Cette conversion, qui s’est opérée pour des raisons stratégiques, est en œuvre depuis dizaine d’années. En remplaçant l’antisémitisme par une hostilité principalement tournée contre les migrations extra-européennes, cette conversion permettrait pour les stratèges de l’extrême droite de « briser le plafond de verre  », selon l’expression de Valérie Igounet.

Jonathan Hayoun et Judith Cohen-Solal proposent une enquête sur le temps court en analysant comment une partie de l’extrême droite a réussi à se débarrasser de l’image de la figure tutélaire de Le Pen père et de ses déclarations, qui lui ont valu plusieurs condamnations par la justice pour antisémitisme. Pour cela, les deux auteurs ont rencontré des responsables frontistes d’une part et plusieurs personnalités marquées par l’histoire juive d’autre part.

Ils rappellent les différentes déclarations de Jean-Marie Le Pen, le conflit avec sa fille et le nouveau positionnement du Front national [FN] devenu Rassemblement national [RN]. Afin de voir si la situation a changé, ils choisissent de braquer le projecteur sur les villes dirigées par le FN/RN. En dehors de l’inquiétude des communautés juives des différentes villes, rien n’est perceptible. En effet, les édiles et les responsables frontistes ont désigné un nouvel adversaire : l’immigrant.

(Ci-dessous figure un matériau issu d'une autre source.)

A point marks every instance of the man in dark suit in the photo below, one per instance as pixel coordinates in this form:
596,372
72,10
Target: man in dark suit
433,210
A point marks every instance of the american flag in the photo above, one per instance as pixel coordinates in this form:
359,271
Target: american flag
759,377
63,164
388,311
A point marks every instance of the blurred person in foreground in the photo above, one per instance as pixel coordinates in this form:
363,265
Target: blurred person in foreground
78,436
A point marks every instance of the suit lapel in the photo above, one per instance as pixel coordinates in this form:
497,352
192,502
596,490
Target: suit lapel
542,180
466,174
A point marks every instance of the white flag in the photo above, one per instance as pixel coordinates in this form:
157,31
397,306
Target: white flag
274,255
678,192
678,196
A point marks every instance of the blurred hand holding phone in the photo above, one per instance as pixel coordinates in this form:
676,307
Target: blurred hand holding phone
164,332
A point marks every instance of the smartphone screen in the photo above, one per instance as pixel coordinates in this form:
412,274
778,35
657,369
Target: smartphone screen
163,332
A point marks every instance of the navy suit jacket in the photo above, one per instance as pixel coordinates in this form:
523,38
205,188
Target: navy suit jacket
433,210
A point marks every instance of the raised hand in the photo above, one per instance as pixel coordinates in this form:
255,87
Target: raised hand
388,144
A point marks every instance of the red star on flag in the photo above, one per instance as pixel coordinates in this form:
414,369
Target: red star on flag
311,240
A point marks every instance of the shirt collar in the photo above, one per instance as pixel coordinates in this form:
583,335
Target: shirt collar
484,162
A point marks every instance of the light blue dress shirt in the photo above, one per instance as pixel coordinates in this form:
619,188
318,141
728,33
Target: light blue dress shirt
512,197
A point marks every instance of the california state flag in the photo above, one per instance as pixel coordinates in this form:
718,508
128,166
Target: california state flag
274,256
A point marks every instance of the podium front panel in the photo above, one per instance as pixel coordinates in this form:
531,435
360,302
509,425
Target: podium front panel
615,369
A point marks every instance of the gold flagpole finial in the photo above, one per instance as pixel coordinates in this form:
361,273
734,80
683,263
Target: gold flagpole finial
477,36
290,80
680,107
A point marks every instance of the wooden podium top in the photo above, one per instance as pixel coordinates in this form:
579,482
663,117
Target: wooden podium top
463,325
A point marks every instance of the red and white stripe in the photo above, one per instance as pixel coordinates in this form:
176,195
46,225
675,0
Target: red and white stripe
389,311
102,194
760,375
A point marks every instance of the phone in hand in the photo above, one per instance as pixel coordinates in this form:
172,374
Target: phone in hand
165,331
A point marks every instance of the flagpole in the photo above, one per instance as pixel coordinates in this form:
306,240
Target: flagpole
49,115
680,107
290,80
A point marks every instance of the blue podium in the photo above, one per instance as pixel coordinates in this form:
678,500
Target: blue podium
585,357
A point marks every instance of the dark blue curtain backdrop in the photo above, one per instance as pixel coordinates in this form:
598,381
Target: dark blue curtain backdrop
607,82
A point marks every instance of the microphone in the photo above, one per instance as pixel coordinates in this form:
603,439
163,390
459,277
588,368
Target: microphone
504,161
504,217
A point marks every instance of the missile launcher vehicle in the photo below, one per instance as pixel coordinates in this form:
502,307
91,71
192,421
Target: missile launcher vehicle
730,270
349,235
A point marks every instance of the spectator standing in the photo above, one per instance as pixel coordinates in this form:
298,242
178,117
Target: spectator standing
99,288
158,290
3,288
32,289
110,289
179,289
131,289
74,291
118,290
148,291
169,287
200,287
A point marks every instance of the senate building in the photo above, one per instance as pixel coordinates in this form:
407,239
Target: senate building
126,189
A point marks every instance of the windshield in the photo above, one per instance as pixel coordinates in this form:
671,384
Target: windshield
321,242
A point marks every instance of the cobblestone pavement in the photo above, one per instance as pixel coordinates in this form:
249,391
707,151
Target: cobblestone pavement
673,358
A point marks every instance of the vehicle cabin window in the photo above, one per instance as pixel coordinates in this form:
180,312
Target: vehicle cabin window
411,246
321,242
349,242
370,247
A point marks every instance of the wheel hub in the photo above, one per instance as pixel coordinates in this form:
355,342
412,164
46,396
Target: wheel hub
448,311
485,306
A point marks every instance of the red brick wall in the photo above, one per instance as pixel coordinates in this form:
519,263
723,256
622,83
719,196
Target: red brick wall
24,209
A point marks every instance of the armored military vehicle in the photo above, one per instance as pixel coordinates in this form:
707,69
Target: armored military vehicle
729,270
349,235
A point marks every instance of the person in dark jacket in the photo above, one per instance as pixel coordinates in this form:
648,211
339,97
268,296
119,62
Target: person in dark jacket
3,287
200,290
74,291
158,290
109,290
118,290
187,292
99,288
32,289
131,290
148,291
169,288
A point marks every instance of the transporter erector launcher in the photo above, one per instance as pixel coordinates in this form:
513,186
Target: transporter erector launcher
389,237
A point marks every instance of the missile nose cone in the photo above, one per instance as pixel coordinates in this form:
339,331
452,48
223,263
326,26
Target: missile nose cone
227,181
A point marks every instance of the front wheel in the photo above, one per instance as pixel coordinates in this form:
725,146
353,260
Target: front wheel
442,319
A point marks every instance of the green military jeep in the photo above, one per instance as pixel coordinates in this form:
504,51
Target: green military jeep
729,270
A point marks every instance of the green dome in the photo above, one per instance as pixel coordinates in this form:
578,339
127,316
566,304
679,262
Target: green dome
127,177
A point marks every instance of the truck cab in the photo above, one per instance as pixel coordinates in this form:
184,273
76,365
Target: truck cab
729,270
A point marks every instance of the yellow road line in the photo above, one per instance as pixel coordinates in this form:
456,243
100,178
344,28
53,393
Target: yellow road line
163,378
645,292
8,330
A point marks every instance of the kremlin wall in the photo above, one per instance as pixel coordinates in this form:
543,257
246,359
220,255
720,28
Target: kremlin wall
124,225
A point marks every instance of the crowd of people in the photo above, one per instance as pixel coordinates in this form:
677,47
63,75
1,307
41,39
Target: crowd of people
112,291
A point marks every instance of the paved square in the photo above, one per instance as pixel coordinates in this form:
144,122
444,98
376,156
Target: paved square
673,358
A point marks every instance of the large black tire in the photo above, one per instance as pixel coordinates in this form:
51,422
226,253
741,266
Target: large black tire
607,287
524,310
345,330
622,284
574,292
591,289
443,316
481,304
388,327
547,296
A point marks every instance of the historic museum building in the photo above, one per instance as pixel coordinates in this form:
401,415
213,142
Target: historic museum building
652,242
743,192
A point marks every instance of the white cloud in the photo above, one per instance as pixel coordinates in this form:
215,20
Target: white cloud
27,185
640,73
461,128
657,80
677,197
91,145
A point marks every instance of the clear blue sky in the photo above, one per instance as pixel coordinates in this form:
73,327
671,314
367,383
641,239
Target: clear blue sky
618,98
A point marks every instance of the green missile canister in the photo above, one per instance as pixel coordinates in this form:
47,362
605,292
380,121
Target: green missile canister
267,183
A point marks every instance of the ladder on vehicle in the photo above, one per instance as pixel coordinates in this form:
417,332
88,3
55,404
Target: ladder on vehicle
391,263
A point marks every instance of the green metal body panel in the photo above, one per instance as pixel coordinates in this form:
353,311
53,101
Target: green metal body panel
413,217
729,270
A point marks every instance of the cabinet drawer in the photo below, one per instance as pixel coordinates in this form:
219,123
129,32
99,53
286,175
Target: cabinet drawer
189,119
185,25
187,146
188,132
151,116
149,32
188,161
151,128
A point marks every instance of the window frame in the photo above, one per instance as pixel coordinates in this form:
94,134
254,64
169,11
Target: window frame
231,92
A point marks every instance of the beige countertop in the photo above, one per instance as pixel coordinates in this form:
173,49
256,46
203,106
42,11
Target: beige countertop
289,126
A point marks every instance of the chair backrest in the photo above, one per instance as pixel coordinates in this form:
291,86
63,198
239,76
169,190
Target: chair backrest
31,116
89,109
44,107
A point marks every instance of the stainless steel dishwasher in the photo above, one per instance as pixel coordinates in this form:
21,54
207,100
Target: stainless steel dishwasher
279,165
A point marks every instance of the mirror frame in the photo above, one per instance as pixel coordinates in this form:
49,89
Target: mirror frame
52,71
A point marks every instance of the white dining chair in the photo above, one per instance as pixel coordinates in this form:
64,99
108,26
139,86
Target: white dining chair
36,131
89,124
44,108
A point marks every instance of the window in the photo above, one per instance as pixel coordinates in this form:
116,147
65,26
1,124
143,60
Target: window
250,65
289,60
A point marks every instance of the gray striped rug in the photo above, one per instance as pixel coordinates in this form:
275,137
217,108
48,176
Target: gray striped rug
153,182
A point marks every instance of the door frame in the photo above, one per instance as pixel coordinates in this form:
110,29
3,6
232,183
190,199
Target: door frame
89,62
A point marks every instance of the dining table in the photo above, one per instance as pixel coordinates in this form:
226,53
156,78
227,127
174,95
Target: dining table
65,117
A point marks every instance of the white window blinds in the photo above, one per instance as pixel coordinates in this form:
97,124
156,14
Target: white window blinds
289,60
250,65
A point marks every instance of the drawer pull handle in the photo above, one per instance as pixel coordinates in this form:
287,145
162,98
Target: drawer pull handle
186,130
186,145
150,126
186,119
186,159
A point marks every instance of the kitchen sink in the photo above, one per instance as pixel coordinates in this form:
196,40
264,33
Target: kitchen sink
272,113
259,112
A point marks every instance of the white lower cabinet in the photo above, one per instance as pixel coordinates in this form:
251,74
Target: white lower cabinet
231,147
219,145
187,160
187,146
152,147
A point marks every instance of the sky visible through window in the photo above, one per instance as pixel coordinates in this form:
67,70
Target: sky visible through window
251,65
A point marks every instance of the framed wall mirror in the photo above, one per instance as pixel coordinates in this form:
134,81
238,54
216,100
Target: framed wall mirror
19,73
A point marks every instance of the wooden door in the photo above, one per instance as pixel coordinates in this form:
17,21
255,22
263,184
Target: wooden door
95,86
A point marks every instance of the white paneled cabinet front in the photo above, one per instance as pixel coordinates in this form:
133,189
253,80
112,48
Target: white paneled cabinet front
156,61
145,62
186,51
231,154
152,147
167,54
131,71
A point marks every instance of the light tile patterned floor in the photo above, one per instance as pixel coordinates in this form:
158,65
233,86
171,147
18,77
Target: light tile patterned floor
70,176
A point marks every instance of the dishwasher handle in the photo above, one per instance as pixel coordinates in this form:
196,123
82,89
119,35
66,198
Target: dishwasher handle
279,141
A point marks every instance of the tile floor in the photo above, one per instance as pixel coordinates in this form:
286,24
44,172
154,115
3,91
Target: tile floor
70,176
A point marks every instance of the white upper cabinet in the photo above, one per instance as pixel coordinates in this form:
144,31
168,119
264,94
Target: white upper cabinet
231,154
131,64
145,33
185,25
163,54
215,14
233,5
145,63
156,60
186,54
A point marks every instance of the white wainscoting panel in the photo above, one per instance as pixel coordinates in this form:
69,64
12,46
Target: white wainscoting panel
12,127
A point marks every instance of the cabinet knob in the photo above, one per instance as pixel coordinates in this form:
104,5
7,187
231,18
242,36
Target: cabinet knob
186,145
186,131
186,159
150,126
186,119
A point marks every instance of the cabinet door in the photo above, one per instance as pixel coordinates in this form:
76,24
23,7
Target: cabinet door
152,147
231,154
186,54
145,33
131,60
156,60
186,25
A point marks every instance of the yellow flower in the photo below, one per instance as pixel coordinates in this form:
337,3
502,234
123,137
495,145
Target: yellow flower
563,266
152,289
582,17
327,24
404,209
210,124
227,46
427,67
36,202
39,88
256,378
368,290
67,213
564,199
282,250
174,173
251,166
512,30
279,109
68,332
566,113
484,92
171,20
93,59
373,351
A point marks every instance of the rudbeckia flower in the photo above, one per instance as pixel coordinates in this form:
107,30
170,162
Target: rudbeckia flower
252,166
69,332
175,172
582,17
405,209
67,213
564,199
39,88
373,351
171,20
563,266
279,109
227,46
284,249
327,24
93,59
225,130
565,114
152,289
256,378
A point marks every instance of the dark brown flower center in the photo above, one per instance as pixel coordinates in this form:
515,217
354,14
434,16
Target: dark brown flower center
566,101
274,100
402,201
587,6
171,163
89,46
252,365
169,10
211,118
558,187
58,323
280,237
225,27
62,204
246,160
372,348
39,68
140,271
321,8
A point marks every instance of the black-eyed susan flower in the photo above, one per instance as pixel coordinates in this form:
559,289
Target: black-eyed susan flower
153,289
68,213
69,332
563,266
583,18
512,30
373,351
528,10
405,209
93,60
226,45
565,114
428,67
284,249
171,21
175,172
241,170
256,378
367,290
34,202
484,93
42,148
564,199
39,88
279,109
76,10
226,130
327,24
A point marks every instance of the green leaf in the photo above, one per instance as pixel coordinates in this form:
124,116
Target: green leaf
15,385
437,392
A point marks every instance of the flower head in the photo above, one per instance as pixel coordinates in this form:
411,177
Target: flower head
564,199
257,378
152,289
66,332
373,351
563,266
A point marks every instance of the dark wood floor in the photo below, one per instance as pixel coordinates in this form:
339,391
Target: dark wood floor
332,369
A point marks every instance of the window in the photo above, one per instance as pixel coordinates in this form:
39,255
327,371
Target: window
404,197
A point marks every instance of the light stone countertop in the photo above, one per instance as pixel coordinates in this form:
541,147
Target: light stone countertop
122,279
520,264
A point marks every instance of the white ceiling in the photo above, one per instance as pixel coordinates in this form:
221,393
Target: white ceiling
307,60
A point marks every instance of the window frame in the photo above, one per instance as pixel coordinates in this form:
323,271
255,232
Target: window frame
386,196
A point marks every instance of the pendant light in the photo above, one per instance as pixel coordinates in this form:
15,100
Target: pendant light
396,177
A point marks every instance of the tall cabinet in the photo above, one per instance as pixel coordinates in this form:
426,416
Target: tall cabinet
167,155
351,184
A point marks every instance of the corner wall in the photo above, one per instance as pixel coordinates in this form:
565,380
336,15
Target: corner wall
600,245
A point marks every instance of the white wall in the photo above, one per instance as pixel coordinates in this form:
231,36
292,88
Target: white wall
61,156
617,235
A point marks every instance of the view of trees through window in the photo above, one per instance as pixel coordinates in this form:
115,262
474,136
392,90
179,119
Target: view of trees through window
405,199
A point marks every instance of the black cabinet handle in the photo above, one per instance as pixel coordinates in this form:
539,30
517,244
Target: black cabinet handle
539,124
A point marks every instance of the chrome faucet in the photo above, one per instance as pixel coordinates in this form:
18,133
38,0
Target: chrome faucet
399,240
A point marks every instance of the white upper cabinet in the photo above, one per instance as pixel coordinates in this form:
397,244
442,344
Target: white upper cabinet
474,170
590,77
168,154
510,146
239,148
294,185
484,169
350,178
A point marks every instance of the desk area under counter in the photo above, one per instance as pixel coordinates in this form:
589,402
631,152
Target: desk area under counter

Dans les différentes villes conquises par le FN/RN, ils affichent une neutralité vis-à-vis de la communauté juive, même si dans cette dernière la méfiance demeure. Ce sentiment n’est plus partagé par quelques intellectuels médiatiques d’origine juive qui considèrent que le ravalement auquel a procédé le FN/RN est réel. En revanche, la perception de la duplicité du discours frontiste reste prégnante, comme le souligne l’entretien avec Serge Klarsfeld. Selon lui, il s’agit pour le parti d’acquérir une respectabilité pour des raisons stratégiques et tactiques.

 

Le nouveau frontisme municipal

L’enquête de Hacène Belmessous s’inscrit dans une lignée de travaux sur le frontisme municipal. Depuis les études sur l’implantation à Dreux dans les années 1980 jusqu’à celles sur Toulon dans les années 2000, ou Hénin-Beaumont depuis peu. Il s’est rendu dans quelques villes frontistes : Beaucaire au Sud et Mantes-la-Ville au Nord.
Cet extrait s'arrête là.